The recognition of other muscular dystrophies and the resolution of the heterogeneity of these diseases is well characterized in the middle chapters of this book. A number of investigators are cited—specifically, Sir William Gowers (whose clinical description of the disease has not been improved upon since his publication on “pseudo-hypertrophic muscular paralysis” in Lancet in 1879), and Dejerine, Milhorat, Nattrass, and Morton, whose contributions to muscular dystrophy are outlined in a succinct, well-documented fashion. The references in this volume are provided in a chapter-by-chapter series at the end of the volume, and portraits of all those cited are provided in the text.

Following an outline of the biochemical diagnosis and carrier detection of this disorder featuring the use of Bayesian statistics, first introduced by Murphy in 1966, the Emerys then touch on the most recent events in this amazing story, culminating in the description by Louis Kunkel of the isolation of the Duchenne gene in 1985, with a complete description of the cloning of the Duchenne gene in 1987. The authors are very fair in detailing the contribution of another group headed by Ronald Worton in Toronto, whose paper was submitted only months after the submission of the Kunkel manuscript. By reverse genetics, the gene for dystrophin, its molecular weight, and its sequence of 3,685 amino acids were derived; as the Emerys state, it is unlikely to have ever been identified by more conventional biochemical techniques, since dystrophin comprises only 0.002 percent of muscle protein, and thus the complete story is a triumph for reverse genetics. Many of the recent advances have occurred because of the consuming interest of various laboratories, and because of an extraordinary generosity on the part of some of these laboratories to share their data prior to publication, including antibodies and molecular sequences.
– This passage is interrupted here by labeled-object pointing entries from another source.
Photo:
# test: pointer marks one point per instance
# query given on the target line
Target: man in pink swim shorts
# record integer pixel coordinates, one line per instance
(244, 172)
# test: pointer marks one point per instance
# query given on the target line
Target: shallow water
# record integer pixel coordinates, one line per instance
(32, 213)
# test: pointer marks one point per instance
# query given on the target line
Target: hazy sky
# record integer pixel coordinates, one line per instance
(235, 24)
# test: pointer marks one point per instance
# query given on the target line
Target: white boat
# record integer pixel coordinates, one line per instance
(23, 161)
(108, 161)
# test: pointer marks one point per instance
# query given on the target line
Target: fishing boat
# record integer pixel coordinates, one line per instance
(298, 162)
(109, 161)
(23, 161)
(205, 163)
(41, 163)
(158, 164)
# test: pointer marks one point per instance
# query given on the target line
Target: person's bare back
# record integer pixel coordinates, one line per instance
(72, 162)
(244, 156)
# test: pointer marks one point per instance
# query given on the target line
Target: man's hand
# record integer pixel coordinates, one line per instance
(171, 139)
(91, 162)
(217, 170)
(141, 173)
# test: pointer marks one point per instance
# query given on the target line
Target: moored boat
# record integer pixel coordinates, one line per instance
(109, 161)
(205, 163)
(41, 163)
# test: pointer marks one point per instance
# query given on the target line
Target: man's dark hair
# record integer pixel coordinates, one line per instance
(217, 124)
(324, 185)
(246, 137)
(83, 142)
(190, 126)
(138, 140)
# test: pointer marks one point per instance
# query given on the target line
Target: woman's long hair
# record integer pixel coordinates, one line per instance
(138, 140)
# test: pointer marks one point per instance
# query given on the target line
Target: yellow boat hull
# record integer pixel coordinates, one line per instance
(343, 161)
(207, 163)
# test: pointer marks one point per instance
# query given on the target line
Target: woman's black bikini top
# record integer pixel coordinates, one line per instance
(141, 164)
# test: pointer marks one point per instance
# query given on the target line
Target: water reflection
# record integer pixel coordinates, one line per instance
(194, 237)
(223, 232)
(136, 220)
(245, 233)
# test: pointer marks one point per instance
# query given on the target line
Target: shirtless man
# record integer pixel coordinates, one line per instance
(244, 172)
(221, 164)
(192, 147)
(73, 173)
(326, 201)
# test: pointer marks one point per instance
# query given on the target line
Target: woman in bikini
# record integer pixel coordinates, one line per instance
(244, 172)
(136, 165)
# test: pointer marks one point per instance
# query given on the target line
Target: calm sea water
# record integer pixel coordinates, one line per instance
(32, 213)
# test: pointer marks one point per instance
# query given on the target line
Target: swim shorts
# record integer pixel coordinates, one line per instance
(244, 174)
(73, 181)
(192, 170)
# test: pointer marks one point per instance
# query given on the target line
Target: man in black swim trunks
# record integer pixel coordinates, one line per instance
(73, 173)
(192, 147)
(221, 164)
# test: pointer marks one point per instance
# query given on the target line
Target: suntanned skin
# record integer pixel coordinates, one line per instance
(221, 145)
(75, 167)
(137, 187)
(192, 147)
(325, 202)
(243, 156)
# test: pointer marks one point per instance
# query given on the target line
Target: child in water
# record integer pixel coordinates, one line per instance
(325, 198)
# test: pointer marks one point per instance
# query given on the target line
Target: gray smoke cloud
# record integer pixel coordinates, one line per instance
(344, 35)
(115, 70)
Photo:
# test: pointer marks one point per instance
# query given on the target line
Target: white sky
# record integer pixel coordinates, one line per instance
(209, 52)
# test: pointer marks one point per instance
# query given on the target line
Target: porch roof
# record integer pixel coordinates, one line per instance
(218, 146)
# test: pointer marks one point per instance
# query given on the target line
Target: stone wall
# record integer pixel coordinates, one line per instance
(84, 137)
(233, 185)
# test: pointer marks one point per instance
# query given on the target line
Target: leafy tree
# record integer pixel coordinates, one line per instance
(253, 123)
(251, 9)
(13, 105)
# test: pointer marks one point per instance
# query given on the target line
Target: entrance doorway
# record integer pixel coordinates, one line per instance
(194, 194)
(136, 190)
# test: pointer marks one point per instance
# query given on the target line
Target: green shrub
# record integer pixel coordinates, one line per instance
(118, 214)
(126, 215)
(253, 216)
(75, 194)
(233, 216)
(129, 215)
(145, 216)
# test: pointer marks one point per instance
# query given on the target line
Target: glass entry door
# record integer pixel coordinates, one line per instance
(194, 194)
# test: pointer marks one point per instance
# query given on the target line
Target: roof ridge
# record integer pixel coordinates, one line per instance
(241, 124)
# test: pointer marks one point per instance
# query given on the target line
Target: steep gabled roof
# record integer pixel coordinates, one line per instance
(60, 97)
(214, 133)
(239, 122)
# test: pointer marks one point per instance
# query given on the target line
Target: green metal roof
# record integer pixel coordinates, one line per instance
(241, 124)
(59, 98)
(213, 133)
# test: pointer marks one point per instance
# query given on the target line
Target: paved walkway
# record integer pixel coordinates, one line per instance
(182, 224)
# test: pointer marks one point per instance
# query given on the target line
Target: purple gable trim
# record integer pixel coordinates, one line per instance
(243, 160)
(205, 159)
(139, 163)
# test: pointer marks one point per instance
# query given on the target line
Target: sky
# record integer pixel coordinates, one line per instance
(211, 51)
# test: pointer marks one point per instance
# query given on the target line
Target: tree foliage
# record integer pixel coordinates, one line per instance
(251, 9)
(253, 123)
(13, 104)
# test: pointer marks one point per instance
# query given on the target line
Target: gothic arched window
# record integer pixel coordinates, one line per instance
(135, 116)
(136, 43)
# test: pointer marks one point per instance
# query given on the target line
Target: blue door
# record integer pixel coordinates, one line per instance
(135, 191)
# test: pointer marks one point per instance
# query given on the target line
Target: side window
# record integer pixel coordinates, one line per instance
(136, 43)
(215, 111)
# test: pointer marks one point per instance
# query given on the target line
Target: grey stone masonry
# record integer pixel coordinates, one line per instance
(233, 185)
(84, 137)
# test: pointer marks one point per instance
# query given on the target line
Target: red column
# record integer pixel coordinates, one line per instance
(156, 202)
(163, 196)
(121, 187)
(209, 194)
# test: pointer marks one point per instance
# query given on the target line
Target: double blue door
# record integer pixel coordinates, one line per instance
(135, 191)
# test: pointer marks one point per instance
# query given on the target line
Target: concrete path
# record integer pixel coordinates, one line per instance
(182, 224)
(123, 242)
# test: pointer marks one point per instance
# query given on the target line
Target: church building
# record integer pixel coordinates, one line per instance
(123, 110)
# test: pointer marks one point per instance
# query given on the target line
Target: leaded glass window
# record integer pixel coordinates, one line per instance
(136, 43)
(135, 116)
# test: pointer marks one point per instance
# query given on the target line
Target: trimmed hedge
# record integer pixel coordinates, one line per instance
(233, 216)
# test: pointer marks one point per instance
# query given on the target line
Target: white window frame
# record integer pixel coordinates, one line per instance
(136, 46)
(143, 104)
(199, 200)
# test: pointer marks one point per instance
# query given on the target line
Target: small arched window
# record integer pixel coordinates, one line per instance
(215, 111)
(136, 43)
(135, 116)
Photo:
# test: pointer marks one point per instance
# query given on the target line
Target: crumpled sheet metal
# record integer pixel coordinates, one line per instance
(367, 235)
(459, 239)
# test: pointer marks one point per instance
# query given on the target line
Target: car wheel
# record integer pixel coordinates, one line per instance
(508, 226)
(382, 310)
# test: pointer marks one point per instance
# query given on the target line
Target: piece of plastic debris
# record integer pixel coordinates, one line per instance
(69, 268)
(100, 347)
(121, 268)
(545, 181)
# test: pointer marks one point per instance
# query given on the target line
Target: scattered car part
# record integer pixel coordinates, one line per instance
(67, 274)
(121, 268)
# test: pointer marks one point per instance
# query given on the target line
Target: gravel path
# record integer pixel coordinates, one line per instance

This is an exciting book. It grips the reader from the very start and is a superb example of how a study in the history of one disease entity that includes discussion up to the present time can take the reader on a marvelous journey from the first recognition of that disease in the late eighteenth and early nineteenth centuries to the complete description of the gene and gene products responsible for this disorder in the last decade. This book is highly recommended to readers interested in the history of medicine, but especially to those interested in neurology, muscle disease, and the pathophysiology of genetic diseases.